Best competition films
Blue Moon (Richard Linklater); The Ice Tower (Lucile Hadžihalilović); Kontinental ’25 (Radu Jude); Mother’s Baby (Johanna Moder); Dreams (Michel Franco).

Best straight-from-Sundance titles
Peter Hujar’s Day (Ira Sachs), with Ben Whishaw and Rebecca Hall superb in a two-hander evocation of 70s Manhattan bohemia; If I Had Legs I’d Kick You (Mary Bronstein), a manically abrasive horror-farce about a woman under pressure, starring a very full-tilt Rose Byrne.

Ben Whishaw and Rebecca Hall in Peter Jujar’s Day.
Ben Whishaw and Rebecca Hall in Peter Hujar’s Day. Photograph: Ira Sachs

Best performances
Ethan Hawke (Blue Moon); Denise Weinberg (The Blue Trail); Marie Leuenberger (Mother’s Baby).

Best documentaries
Holding Liat (Brandon Kramer), which follows the family of a couple taken as hostages in the Hamas attacks of 7 October. Central figure is father Yehuda Beinin, staunchly anti-Netanyahu – and shocked by attempts to co-opt affected families for a pro-war position. And All I Had Was Nothingness, Guillaume Ribot’s assemblage of out-takes from Claude Lanzmann’s famous Holocaust documentary Shoah; it’s strikingly revealing about Lanzmann’s investigative approach, not least his initial awkward attempts to doorstep war criminals.
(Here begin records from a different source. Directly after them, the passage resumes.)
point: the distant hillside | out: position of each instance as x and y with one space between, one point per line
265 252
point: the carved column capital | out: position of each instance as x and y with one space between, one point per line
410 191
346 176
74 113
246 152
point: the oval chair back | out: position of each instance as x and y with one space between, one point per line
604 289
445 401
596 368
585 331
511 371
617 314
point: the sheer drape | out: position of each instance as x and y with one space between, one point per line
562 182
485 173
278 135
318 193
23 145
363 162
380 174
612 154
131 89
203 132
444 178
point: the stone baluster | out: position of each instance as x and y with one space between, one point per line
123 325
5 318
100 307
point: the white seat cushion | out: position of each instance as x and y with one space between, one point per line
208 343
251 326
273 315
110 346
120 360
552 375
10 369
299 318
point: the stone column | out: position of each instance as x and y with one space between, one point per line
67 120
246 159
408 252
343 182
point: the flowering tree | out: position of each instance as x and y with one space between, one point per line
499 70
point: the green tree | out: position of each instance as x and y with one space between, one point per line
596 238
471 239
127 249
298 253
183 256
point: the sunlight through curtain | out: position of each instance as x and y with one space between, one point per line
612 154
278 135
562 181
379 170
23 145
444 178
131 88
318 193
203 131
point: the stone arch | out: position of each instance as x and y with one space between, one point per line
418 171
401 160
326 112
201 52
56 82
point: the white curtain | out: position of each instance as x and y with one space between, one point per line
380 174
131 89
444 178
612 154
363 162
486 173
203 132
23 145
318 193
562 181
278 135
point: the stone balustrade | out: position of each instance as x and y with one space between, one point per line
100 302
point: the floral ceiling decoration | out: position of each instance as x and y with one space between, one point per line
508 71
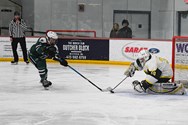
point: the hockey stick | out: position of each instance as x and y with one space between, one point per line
85 78
111 89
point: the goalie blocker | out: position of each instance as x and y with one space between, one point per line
158 73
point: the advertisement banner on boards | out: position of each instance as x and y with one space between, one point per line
84 49
127 50
6 48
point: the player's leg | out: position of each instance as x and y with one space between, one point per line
14 45
43 72
24 49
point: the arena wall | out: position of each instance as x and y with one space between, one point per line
95 50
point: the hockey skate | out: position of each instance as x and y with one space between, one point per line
46 83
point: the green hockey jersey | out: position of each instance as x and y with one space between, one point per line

Marie Leuenberger in Mother’s Baby.
Best performance… Marie Leuenberger in Mother’s Baby. Photograph: FreibeuterFilm

Best title
The Devil Smokes (and Saves the Burnt Matches in the Same Box), a striking debut by Mexican director Ernesto Martínez Bucio – a gritty, grungy, claustrophobic drama about five children sharing a house with their increasingly troubled grandmother.

Best animal performances
Fritz the emu, briefly poking his head into Edgar Reitz’s philosophical costume drama Leibniz: Chronicle of a Lost Painting; the imperious capybara in The Message; a strangely menacing herd of cows in Ameer Fakher Eldin’s Yunan.